The experiments' lessons were applied for cases of crowding, in chicken farms, for humans in prisons, and also for shedding light on urban violence and environmental decline. However, most followers – whom Calhoun criticized for oversimplifying his views - attributed the pathologies to inability to suffer decreasing density and subsequent escape. “Density” was easily measurable, and the correlation with pathologies of urban and prison lives appeared scientific, objective, simple to solve - and the tough-to-deal political/welfare angle left out.
And yet, people have options rats do not: They can prevent both getting into such “utopian” enclosures of free food, subsidized lodgings for generations and avoiding congestions. Prevention distinguishes humans from rats. However, this depends on examining broader political, regulatory and legal issues to grasp human pathologies, rather than focusing on simplistic correlation with "densities" - of which the Covid hysteria was an example too.
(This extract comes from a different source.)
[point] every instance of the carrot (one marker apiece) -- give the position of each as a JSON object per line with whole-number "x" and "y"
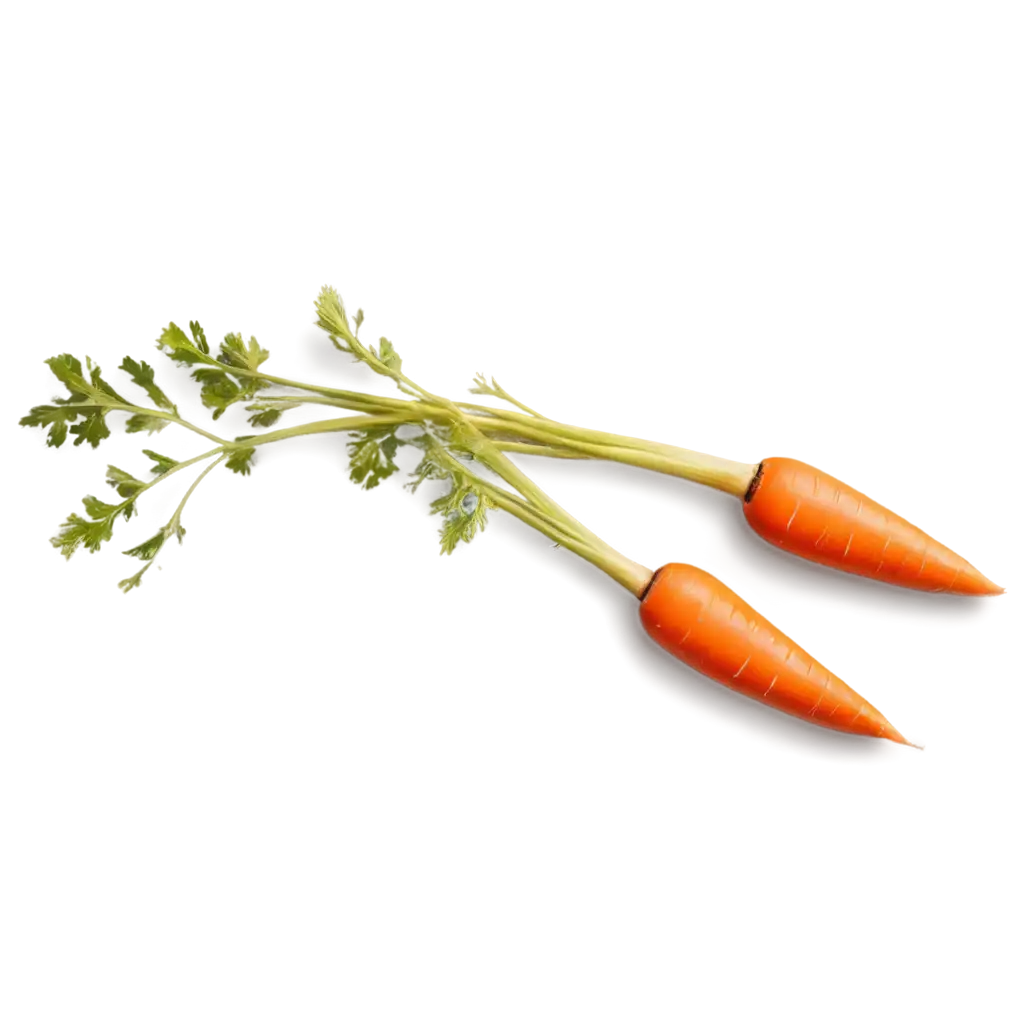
{"x": 788, "y": 506}
{"x": 698, "y": 622}
{"x": 807, "y": 515}
{"x": 695, "y": 619}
One timely research, though published in 2008, makes this point sharp and clear. In his "Palestinian Refugee Camps in Lebanon as a Space of Exception," Sari Hanafi, former president of the International Sociological Association, examined how a combination of welfare and rigid restrictions on moving turned "the refugee camps [into] a space of radicalism and a space that contributes to perpetuating the Palestinian-Israeli conflict rather than resolving it."
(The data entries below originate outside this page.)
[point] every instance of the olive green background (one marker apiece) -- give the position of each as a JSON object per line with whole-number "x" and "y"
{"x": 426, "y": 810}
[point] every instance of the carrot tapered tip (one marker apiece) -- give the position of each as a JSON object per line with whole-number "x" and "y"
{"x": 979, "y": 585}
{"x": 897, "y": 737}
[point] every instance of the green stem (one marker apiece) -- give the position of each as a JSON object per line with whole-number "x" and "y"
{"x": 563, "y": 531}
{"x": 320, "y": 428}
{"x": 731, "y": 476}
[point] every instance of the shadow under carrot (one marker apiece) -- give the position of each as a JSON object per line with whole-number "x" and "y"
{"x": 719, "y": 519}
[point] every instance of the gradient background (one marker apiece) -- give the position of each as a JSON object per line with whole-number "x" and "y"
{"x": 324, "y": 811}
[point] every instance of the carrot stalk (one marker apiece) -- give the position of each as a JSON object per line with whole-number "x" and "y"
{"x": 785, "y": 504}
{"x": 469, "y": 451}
He looked in minute detail into the violence that erupted in the Lebanese camps, and concluded that for 60 years, "the space of the refugee camps in Lebanon was treated as an experimental laboratory for control and surveillance." He blamed countries hosting these camps, UNRWA and Islamist groups for preventing people in the camps from moving out. He titled his concluding section: "Camps as Laboratories." Indeed, the UN mandated the UNRWA camps-experiment in 1948 to last just two years and assist in the resettlement of a few hundred thousand people.
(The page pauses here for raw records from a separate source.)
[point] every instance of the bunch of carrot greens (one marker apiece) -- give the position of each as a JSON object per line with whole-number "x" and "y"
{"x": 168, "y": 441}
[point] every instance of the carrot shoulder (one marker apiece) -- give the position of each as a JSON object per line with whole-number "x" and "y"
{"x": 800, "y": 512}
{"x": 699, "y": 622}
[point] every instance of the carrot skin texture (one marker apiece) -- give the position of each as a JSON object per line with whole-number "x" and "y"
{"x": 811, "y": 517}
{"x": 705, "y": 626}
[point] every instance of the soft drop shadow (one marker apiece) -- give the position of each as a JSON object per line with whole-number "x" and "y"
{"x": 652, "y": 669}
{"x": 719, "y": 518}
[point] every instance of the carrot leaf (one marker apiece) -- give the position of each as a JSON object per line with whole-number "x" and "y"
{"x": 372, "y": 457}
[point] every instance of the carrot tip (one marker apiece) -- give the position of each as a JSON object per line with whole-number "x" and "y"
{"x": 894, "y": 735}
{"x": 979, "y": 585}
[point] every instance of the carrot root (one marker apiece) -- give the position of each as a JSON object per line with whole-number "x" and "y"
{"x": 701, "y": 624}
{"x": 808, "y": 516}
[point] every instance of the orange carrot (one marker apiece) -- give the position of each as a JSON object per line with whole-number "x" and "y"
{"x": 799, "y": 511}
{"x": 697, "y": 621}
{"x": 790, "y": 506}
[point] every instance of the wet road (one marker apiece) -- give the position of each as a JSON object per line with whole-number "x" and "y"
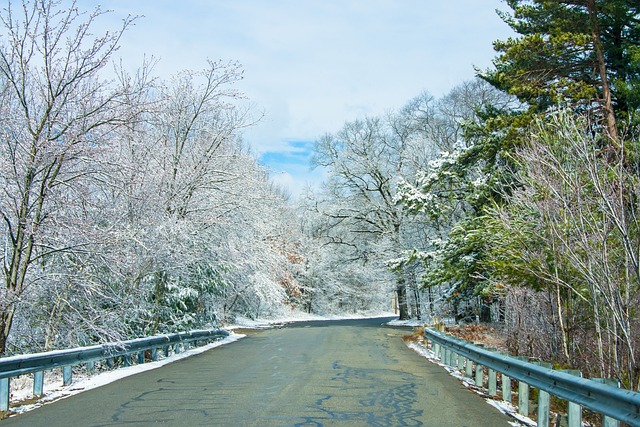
{"x": 347, "y": 373}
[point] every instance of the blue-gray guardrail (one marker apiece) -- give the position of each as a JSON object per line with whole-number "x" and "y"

The camps still exist almost 80 years after their creation, with millions of descendants living in increasingly crowded camps rather than allowed to settle within Egypt (that controlled Gaza until 1967), Jordan (that controlled the West Bank until 1967), Syria and Lebanon. The camps have been permeated by violence, and increasingly glorified "martyrdom" – which is a political jargon for “youth infanticide,” assisted by the Palestinian Authority’s compensation for martyrs’ families.
It appears that when politics subject people to politically motivated "laboratory experiments," confining them to utopia-promising enclosures, they display symptoms similar to rats in Calhoun's experiments. The problems are neither "overpopulation" nor “density,” nor anything related to worlds of rats and butterflies. The pathology is a consequence of political decisions, outcome of the lethal combination of welfare for generations and prohibitions to escape.
Extrapolating insights from laboratory experiments with insects and rats to humans thus mislead – except when governments and international institutions create laboratory conditions, immobilizing people, who then lapse into inhumane, radicalized behaviors, that take generations to remedy.